In the present study, 21.1% of participants met poor sleep quality criteria, which was lowest compared to other studies conducted on earthquake survivors. In a study conducted on survivors of Philippine's Haiyan Typhoon Earthquake, poor sleep quality was 55.8%.42 A cohort study conducted on 1573 adolescent survivors of Wanchuan-China earthquake, showed the prevalence of poor sleep quality of 22.6%. But, this was 28.70% and 30.18% 18 and 30 months respectively after the earthquake.43 The reasons for differences between previous and the present studies could be: 1) the difference in PSQI cut-off point, which was PSQI≥5 in the above study and PSQI>5 in the present study; 2) Data collection has been done with a longer interval than the present study; 3) Cultural differences, and also participants; mean age and sampling method; and 4) non-assessment of comorbid psychological disorders. Not many studies have been conducted on poor sleep quality in earthquake survivors, but several studies have been conducted on sleep problems. 8,14

Conclusion

As the main result of multiple regression and also canonical correlation analyses, stress was proposed as the only predictor of total sleep quality and the factor that can explain components of sleep quality. From reasons explaining this result, it can be noted that the data collection distance from the occurrence of the event (10 to 24 days) was very short. In fact, depression and anxiety had a small role in explaining total sleep quality and its components a short time after the earthquake in Kermanshah. Levels of sleep quality components change (depending on their relations) with the severity of depression, anxiety and stress. Since survivors were still in the acute phase of stress, severity of stress can be said to have a greater role in explaining sleep problems compared to depression and anxiety.
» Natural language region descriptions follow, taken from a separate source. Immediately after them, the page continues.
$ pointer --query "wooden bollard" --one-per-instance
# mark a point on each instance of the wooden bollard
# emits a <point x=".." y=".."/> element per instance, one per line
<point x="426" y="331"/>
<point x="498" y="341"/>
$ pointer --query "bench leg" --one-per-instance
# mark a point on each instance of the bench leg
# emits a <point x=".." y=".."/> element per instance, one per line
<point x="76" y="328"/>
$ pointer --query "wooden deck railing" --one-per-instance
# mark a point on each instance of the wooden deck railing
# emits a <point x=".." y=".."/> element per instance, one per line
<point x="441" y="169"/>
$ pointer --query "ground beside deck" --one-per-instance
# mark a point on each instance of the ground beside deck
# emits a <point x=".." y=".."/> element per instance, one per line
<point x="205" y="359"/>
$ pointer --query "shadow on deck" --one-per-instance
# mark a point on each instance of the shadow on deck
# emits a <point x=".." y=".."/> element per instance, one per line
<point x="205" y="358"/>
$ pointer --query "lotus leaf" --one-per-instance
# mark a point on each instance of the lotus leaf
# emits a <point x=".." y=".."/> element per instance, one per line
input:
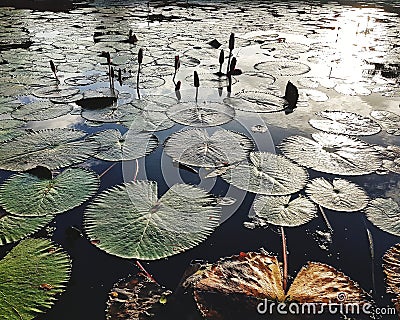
<point x="26" y="194"/>
<point x="14" y="228"/>
<point x="332" y="153"/>
<point x="117" y="147"/>
<point x="40" y="110"/>
<point x="340" y="195"/>
<point x="391" y="268"/>
<point x="197" y="148"/>
<point x="10" y="129"/>
<point x="130" y="221"/>
<point x="268" y="174"/>
<point x="389" y="121"/>
<point x="53" y="148"/>
<point x="32" y="275"/>
<point x="279" y="210"/>
<point x="384" y="214"/>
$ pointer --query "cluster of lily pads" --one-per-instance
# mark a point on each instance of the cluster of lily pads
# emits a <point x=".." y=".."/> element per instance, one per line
<point x="132" y="220"/>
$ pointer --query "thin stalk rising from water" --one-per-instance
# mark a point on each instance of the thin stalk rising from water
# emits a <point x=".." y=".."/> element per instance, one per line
<point x="285" y="263"/>
<point x="177" y="65"/>
<point x="140" y="61"/>
<point x="54" y="69"/>
<point x="221" y="61"/>
<point x="231" y="47"/>
<point x="196" y="83"/>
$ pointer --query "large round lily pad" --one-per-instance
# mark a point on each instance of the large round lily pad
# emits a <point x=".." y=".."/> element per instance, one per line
<point x="130" y="221"/>
<point x="196" y="147"/>
<point x="384" y="214"/>
<point x="268" y="174"/>
<point x="339" y="195"/>
<point x="391" y="268"/>
<point x="14" y="228"/>
<point x="26" y="194"/>
<point x="332" y="153"/>
<point x="389" y="121"/>
<point x="117" y="147"/>
<point x="34" y="273"/>
<point x="279" y="210"/>
<point x="52" y="148"/>
<point x="204" y="114"/>
<point x="340" y="122"/>
<point x="10" y="129"/>
<point x="133" y="115"/>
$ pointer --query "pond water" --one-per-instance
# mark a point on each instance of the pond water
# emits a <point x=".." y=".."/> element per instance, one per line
<point x="342" y="56"/>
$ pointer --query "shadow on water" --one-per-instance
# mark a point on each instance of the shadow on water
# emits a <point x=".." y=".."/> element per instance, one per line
<point x="95" y="272"/>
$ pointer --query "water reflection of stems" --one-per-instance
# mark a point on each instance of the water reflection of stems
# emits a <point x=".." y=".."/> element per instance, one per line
<point x="140" y="61"/>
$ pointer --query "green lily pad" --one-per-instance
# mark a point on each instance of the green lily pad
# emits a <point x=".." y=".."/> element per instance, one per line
<point x="195" y="147"/>
<point x="34" y="273"/>
<point x="268" y="174"/>
<point x="14" y="228"/>
<point x="332" y="153"/>
<point x="130" y="221"/>
<point x="26" y="194"/>
<point x="10" y="129"/>
<point x="280" y="211"/>
<point x="339" y="195"/>
<point x="52" y="148"/>
<point x="117" y="147"/>
<point x="384" y="214"/>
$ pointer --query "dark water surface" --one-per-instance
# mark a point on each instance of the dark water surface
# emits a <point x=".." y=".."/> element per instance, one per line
<point x="340" y="41"/>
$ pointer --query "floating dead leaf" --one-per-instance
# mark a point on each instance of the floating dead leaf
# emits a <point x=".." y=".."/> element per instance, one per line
<point x="136" y="298"/>
<point x="391" y="268"/>
<point x="242" y="282"/>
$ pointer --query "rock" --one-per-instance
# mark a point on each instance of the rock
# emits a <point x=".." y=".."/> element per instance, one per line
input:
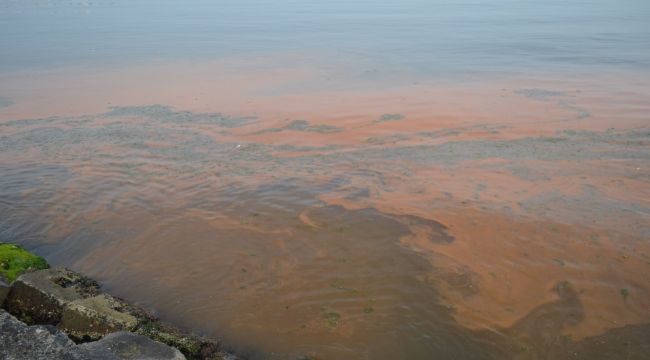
<point x="18" y="341"/>
<point x="4" y="291"/>
<point x="40" y="297"/>
<point x="90" y="319"/>
<point x="125" y="345"/>
<point x="194" y="347"/>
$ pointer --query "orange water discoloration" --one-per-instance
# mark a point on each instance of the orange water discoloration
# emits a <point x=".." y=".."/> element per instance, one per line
<point x="361" y="219"/>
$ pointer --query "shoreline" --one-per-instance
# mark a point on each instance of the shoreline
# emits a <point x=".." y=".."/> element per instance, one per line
<point x="62" y="314"/>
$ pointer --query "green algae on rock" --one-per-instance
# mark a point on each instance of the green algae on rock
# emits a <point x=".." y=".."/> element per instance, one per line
<point x="15" y="260"/>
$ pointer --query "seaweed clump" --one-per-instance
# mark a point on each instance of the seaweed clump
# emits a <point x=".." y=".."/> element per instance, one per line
<point x="15" y="260"/>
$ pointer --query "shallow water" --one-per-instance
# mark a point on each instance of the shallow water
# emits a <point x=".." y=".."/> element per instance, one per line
<point x="342" y="180"/>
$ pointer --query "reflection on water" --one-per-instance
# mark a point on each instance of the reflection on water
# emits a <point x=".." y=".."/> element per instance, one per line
<point x="359" y="251"/>
<point x="342" y="180"/>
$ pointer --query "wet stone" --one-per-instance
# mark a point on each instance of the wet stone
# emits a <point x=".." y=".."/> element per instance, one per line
<point x="90" y="319"/>
<point x="40" y="297"/>
<point x="125" y="345"/>
<point x="18" y="341"/>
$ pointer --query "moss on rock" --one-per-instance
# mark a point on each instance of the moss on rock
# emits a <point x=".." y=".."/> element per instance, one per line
<point x="14" y="260"/>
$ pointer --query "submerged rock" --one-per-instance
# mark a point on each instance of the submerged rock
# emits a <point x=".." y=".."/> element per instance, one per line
<point x="4" y="291"/>
<point x="125" y="345"/>
<point x="19" y="341"/>
<point x="73" y="304"/>
<point x="14" y="260"/>
<point x="40" y="297"/>
<point x="194" y="347"/>
<point x="90" y="319"/>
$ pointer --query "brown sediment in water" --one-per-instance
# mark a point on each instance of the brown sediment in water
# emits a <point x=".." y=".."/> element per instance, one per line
<point x="409" y="216"/>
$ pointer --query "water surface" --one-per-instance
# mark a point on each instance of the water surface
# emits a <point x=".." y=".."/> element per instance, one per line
<point x="342" y="180"/>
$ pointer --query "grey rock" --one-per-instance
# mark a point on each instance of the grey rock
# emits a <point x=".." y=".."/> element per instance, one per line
<point x="125" y="345"/>
<point x="91" y="318"/>
<point x="40" y="297"/>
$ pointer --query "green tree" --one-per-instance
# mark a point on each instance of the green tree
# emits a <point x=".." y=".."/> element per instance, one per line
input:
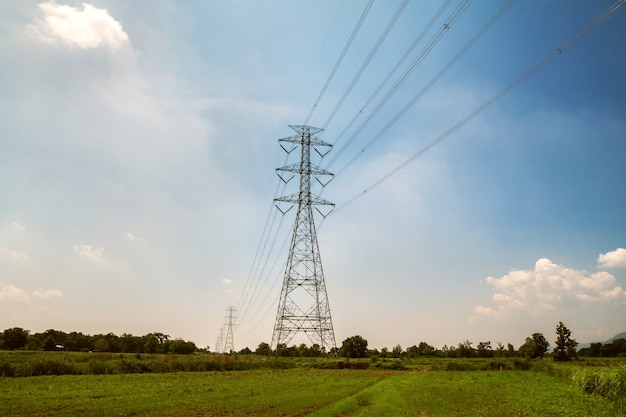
<point x="15" y="338"/>
<point x="535" y="346"/>
<point x="354" y="347"/>
<point x="565" y="348"/>
<point x="466" y="350"/>
<point x="263" y="349"/>
<point x="484" y="349"/>
<point x="396" y="352"/>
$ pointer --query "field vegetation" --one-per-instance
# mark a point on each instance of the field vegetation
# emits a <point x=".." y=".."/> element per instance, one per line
<point x="69" y="374"/>
<point x="239" y="385"/>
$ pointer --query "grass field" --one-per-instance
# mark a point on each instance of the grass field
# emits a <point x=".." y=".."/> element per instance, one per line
<point x="427" y="389"/>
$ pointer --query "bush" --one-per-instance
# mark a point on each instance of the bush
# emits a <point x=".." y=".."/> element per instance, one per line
<point x="460" y="366"/>
<point x="6" y="369"/>
<point x="609" y="383"/>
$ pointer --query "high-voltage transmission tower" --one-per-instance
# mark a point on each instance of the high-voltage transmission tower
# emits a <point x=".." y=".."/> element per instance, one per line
<point x="229" y="343"/>
<point x="303" y="306"/>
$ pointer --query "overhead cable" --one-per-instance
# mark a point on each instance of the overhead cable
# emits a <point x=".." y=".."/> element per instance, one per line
<point x="340" y="59"/>
<point x="607" y="14"/>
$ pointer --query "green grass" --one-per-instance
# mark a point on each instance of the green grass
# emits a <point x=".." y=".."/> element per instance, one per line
<point x="162" y="385"/>
<point x="246" y="393"/>
<point x="472" y="393"/>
A study conducted by Gotto & Wilson showed that the Asian survivors of earthquake were more inclined to show their stress with physical symptoms,44 and this may have interfered with their sleep. The results of this study can help therapists in choosing the right ones for those who are still in shock and severe traumatic stress and experience severe problems with their sleep quality.

Limitations

There were several limitations in the present study: first, survivors' previous psychological state was not assessed. Psychological distress among earthquake survivors along with other problems can be regarded as a serious health problem for people living in such difficult conditions.45 Second, this study was conducted ten days after the earthquake. A number of families still lived in temporary tents and sites, and this made collection of data difficult. This might have reduces the representativeness of the sample and therefore the generalizability of the findings.

Acknowledgments

We thank all participants and helpers in conducting this project, especially the Sleep Disorders Research Center (SDRC) of Kermanshah University of Medical Sciences for their support and funding.

Footnotes

Funding: None.

Competing interests: All authors have no conflict of interest to declare.

Ethical approval: All of this study, from design to implementation was approved by the Ethical Committee of Kermanshah University of Medical Sciences (ID: IR.KUMS.REC.1396.561).